Le mercure pourrait remonter brusquement début septembre à Paris et en Île-de-France. Après une fin août fraîche marquée par les orages du jeudi 27 août, où le thermomètre peinait à dépasser 20 à 21°C à Paris ce samedi 29 août, les modèles météorologiques européens prévoient une remontée d’air chaud pour la première semaine de septembre. Le pic interviendrait vendredi 4 et samedi 5 septembre, avec des températures qui pourraient approcher ou dépasser 30°C dans la capitale. Une nouvelle vague de chaleur, donc, mais parler de canicule reste prématuré.
Dans le Sud-Ouest, les projections sont plus spectaculaires : certains scénarios envisagent plus de 35°C, voire localement près de 40°C. Mais à une semaine d’échéance, les modèles divergent encore beaucoup. Ce qui se confirme, en revanche, c’est la tendance : l’air chaud remonte depuis la péninsule Ibérique à partir du jeudi 3 septembre.
Pour Paris et l’Île-de-France, le signal est moins marqué que dans le Sud. Le modèle européen ECMWF affiche des températures supérieures de 2 à 4°C aux normales de saison sur la moitié nord du pays. À Paris même, les prévisions oscillent : certaines font grimper le mercure légèrement au-dessus de 30°C, d’autres restent en dessous. Autrement dit, une ambiance estivale oui, des températures exceptionnelles non, pas à ce stade.
Des nuits plus longues qui changent la donne
Début septembre, les nuits sont déjà sensiblement plus longues qu’au cœur de l’été. Ce paramètre joue : les températures peuvent redescendre suffisamment la nuit pour ne pas remplir les critères d’une canicule, qui exigent des minimales élevées sur plusieurs jours consécutifs. Météo-Paris estimait ce samedi que la remontée de chaleur pourrait être brève, sans donner de certitude sur sa durée.
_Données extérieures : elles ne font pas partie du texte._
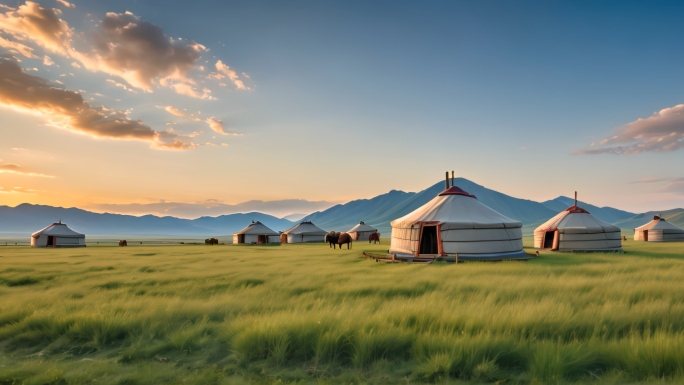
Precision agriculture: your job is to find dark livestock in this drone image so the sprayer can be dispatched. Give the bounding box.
[325,231,340,249]
[337,233,352,250]
[368,231,380,244]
La principale inconnue reste justement là : combien de temps durera cet épisode ? Les modèles montrent une poussée chaude autour des 4, 5 et 6 septembre, mais la fiabilité diminue au-delà. À six ou sept jours d’échéance, on peut dégager une tendance, pas encore prévoir précisément les valeurs qui seront relevées.
Un été qui n’en finit pas
Cette possible remontée de chaleur s’inscrit dans un été 2026 hors norme. Paris et l’Île-de-France ont déjà connu plusieurs épisodes caniculaires depuis mai, avec des températures qui ont dépassé 35°C à plusieurs reprises[2]. Le contraste avec la fin août, plus clémente, pourrait donc être saisissant si le scénario chaud se confirme. Mais pour l’instant, prudence : surveiller oui, affirmer qu’une sixième canicule va déferler serait prématuré. Les prochains jours affineront les prévisions.